Creation Wins!!!

The Christian Academy Science Fair winners have been announced. Now most of the projects and awards sound like typical middle school science fair fare:

Lake Algae: How Best to Chemically Remove It.
What Is the Best Electroplating Material?
Does Calcium in Milk Strengthen Bones?
How Do Fears Change with Age?
Can We Build an Environmentally Friendly Electric Generator?
Can a Polarized Lens Affect a Digital Photograph?

Heck, my own 6th grader did his project this year on how fat content effects the melting rate of ice cream. And just a helpful hint… on a scorcher of a day, treat yourself to top quality heart-stopping artery-clogging ice cream to allow yourself the best opportunity for a drip free cone.

However, the science teachers at The Christian Science Academy should be taken out and flogged for not only allowing young Brian Benson to pursue his misguided project, but for then giving him First Place in the Life Sciences category.

Brian Benson, an eighth-grade student who won first place in the Life Science/Biology category for his project “Creation Wins!!!,” says he disproved part of the theory of evolution. Using a rolled-up paper towel suspended between two glasses of water with Epsom Salts, the paper towel formed stalactites. He states that the theory that they take millions of years to develop is incorrect.

“Scientists say it takes millions of years to form stalactites,” Benson said. “However, in only a couple of hours, I have formed stalactites just by using paper towel and Epsom Salts.”

The faults with this project are almost too numerous to mention. Let’s start with the fact that he won for Life Sciences despite his project having absolutely no biology content. Maybe then we could talk about the fact that evolution says absolutely nothing about stalactite formations (or anything else about geology for that matter).

But we’ll give the poor boy the benefit of the doubt and assume that what he was really trying to do was prove that the Earth was only a few thousand rather than a few billion years old. And we’ll ignore that even at the middle school level, students are expected to have their purpose, experiments, and conclusions at least all on the same topic for an acceptable (much less a winning) project.

Still, Epson salts are made of magnesium sulfate. Stalactites are made of calcium carbonate. There’s no reason the growth rate between these two substances should be the same. It would be like assuming that since I can bake a cake in 20 minutes that this should be ample roasting time for my holiday turkey.

And even then, the boy’s assertion about “millions of years” of growth are wrong. I would be very surprised if he got more than a couple inches of “stalactite” growth from his salts in a few hours. Let’s assume 2 inches. Stalactite growth is anywhere from 0.1cm/thousand years to much higher rates depending on conditions (acidity, moisture, etc.) Even at slow growth rates, this gets us a 2″ stalactite in hundreds of thousands of years, not millions. So his comparison numbers aren’t even in the right order of magnitude.

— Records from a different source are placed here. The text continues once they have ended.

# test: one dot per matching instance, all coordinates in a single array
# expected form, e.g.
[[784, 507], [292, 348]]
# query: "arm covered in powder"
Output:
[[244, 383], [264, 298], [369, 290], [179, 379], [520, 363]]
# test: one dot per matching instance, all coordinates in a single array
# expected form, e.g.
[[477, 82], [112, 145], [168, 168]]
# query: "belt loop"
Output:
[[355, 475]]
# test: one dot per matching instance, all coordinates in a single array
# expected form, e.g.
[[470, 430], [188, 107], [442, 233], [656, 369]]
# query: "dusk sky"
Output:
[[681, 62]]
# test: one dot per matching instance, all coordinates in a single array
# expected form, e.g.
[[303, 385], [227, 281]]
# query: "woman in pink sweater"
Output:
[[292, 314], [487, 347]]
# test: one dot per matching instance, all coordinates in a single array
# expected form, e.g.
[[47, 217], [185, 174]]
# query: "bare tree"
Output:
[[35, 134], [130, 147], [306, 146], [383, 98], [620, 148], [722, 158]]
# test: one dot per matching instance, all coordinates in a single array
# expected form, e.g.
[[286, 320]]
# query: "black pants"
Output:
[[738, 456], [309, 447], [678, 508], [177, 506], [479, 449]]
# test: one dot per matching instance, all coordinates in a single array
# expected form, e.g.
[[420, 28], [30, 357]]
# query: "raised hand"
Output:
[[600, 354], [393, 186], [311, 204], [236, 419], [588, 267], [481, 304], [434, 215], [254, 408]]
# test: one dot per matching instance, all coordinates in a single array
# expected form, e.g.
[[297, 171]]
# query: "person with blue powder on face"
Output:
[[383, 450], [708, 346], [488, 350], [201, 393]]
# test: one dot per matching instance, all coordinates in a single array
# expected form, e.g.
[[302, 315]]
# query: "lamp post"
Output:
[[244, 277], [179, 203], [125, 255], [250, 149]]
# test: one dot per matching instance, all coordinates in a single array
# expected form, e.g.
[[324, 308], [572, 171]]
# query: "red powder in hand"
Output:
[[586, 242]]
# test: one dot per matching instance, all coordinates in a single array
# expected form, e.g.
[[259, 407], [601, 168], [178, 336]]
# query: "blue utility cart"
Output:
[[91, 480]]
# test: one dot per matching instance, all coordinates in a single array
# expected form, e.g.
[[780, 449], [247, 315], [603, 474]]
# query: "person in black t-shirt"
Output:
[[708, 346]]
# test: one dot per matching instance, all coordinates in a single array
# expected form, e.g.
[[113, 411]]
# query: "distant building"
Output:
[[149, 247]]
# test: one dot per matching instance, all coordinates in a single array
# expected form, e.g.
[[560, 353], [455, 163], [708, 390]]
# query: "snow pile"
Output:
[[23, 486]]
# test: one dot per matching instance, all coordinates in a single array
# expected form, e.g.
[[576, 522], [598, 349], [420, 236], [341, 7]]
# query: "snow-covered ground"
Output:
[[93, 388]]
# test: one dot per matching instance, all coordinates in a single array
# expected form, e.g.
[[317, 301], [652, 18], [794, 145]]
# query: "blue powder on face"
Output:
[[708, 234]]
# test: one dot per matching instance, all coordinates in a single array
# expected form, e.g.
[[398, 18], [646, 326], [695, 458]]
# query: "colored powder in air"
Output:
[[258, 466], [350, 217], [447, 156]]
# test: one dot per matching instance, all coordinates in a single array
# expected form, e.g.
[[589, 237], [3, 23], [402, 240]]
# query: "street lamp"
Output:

The point of a science fair is to encourage students to use the scientific process. It rarely results in original findings and often the topics are downright trite. But the key is whether or not the students were able to pose a question or a problem and then determine an answer using the proper method. This boy’s work fails miserably on those goals. It is nothing short of disingenuous for the faculty to have encouraged much less rewarded that behavior.

I’m sure young Brian was just picking up on the fairly common claim by creationists that the rapid growth of stalactites proves that the Earth could be much younger than scientists claim. And under the right circumstances, stalactite growth can be fairly quick (on a geologic time scale). But the claim that this proves the Earth is young is faulty logic. Under the right circumstances (four-leaf clover in both pockets, blue moon, lucky underpants on) I can sink a half-court shot with nothin’-but-net. That’s certainly no reason to expect that to be a typical outcome.

Creationists are free to believe what they will. Science is in no danger of being debunked by them. But by training children in this illogical approach to analysis are we raising a generation of kids doomed to be Enron accountants, Justice Department attorneys, and media spin doctors?? Kids who are predisposed to let the desired outcome drive the facts? Critical thinking and analysis skills are vital to many, if not most occupations. They are also pretty important in your personal life for things like making sound financial decisions and… well… voting. These skills are not limited to the realm of science. But they are learned in school under the banner of science.

If your school’s science curriculum is teaching your child that this crap passes for good science. Then I hope the English curriculum is teaching them to say clearly over a cheap loudspeaker, “You want fries with that?”